The Group of Seven major economies rejected a Kremlin demand that some countries pay in rubles for Russia's natural gas. That demand appeared designed to support the Russian currency, which is under pressure from Western sanctions.
Under a budget proposal released Monday by US President Joe Biden's administration, the US would spend $6.9 billion to help Ukraine fend off Russia's invasion and support NATO member countries.
They would also be used to "enhance the capabilities and readiness of US forces, NATO allies, and regional partners in the face of Russian aggression," the White House said.
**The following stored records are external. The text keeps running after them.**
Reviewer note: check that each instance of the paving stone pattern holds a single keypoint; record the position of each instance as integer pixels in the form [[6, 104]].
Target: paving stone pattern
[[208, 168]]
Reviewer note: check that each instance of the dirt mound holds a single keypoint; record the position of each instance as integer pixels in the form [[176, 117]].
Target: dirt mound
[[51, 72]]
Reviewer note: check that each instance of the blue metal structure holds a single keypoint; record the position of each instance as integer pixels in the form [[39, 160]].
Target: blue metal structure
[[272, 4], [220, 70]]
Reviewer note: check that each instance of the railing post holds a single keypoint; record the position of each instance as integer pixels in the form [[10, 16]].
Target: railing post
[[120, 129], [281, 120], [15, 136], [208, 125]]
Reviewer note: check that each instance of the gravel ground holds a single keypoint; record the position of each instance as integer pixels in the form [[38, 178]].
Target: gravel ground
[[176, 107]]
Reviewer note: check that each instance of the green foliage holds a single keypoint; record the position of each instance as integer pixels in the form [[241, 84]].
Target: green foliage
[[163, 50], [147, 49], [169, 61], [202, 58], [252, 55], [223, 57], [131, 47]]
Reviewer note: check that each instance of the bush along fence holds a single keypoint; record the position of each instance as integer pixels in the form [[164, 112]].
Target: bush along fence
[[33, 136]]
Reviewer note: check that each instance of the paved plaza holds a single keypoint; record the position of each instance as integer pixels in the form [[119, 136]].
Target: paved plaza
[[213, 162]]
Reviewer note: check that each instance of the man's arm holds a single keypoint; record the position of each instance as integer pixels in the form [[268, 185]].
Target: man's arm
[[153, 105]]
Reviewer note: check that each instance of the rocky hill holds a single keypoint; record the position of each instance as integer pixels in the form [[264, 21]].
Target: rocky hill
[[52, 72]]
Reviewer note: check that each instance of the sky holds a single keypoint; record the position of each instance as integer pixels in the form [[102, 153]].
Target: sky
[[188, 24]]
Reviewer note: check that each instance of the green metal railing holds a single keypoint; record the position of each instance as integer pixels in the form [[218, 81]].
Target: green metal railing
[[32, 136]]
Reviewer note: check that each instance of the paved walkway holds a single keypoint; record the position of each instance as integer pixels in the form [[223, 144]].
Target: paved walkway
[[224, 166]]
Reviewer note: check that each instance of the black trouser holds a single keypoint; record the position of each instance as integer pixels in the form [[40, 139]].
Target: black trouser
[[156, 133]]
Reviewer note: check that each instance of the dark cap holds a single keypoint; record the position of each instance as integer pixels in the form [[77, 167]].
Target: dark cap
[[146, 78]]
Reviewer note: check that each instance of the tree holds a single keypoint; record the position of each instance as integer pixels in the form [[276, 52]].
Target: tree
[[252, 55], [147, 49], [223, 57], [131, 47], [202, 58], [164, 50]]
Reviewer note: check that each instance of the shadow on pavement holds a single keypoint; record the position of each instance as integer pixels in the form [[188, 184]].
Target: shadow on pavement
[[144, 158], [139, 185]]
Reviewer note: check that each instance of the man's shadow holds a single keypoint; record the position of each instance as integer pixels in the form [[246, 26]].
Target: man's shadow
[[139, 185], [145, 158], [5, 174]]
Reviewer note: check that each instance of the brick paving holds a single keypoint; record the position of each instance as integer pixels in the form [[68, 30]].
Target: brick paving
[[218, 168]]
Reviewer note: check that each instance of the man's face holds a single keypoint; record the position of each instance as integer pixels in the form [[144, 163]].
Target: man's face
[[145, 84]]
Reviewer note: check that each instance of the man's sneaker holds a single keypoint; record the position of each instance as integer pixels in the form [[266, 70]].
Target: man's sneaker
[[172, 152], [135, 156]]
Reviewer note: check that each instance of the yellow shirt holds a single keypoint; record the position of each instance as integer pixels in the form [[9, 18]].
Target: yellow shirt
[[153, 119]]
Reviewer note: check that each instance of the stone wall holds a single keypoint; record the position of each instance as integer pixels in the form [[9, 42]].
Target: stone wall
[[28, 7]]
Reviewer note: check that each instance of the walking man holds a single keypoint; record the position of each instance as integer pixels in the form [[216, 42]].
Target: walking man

Biden's proposal further outlines spending nearly $1 billion "to counter Russian malign influence and to meet emerging needs related to security, energy, cyber security issues, disinformation, macroeconomic stabilization, and civil society resilience."
The money was included in Biden's 2023 budget proposal, which funds the administration's priorities for the year and is subject to modification and approval by Congress.
Washington has stepped up aid for Ukraine following the invasion, including $2 billion in security assistance and new equipment, and $1 billion in humanitarian aid the White House announced last week.